A dor que dói mais.
Trancar o dedo numa
porta dói. Bater com o queixo no chão dói. Torcer o tornozelo dói. Um tapa, um
soco, um pontapé, doem. Dói bater a cabeça na quina da mesa, dói morder a
língua, dói cólica, cárie e pedra no rim. Mas o que mais dói é saudade.
Saudade de um irmão
que mora longe. Saudade de uma cachoeira da infância. Saudade do gosto de uma
fruta que não se encontra mais. Saudade do pai que já morreu. Saudade de um
amigo imaginário que nunca existiu. Saudade de uma cidade. Saudade da gente
mesmo, quando se tinha mais audácia e menos cabelos brancos.
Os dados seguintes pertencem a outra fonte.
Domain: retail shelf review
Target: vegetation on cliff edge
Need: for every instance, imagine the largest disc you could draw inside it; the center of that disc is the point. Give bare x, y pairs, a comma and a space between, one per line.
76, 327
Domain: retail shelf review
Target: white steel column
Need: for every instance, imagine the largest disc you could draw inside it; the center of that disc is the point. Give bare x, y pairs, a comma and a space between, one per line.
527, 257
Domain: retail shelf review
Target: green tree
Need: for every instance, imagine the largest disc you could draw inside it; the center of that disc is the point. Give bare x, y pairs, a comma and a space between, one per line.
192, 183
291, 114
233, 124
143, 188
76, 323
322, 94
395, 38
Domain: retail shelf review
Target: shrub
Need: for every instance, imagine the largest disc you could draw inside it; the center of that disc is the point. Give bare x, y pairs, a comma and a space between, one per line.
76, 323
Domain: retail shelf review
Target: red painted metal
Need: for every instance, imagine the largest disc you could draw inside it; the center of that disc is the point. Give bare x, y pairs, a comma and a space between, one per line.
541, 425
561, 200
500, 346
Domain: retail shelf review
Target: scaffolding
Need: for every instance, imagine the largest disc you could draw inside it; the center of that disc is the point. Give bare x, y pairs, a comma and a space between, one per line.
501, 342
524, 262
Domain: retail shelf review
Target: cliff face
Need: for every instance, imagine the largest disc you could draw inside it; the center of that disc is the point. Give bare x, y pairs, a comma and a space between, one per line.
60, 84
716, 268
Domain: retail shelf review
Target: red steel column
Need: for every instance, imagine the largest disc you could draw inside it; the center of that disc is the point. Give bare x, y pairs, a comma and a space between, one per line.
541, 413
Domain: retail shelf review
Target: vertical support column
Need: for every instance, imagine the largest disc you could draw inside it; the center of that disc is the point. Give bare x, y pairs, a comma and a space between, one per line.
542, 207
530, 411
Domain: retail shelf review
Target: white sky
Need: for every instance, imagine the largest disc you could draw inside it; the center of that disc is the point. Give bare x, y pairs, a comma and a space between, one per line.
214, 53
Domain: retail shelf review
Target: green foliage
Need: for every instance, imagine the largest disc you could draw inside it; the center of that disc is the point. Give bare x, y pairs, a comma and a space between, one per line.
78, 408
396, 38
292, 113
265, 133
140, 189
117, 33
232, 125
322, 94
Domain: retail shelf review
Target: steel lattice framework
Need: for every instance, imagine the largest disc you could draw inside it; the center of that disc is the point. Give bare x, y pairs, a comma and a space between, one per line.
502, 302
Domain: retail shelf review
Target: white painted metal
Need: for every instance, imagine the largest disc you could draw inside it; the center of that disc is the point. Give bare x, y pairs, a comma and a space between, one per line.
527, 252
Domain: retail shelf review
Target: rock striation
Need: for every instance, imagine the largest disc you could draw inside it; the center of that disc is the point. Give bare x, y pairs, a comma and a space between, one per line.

Doem essas
saudades todas.
Mas a saudade mais
dolorida é a saudade de quem se ama. Saudade da pele, do cheiro, dos beijos.
Saudade da presença, e até da ausência consentida. Você podia ficar na sala e
ele no quarto, sem se verem, mas sabiam-se lá. Você podia ir para o aeroporto e
ele para o dentista, mas sabiam-se onde. Você podia ficar o dia sem vê-lo, ele
o dia sem vê-la, mas sabiam-se amanhã. Mas quando o amor de um acaba, ao outro
sobra uma saudade que ninguém sabe como deter.
Saudade é não saber.
Não saber mais se ele continua se gripando no inverno. Não saber mais se ela
continua clareando o cabelo. Não saber se ele ainda usa a camisa que você deu.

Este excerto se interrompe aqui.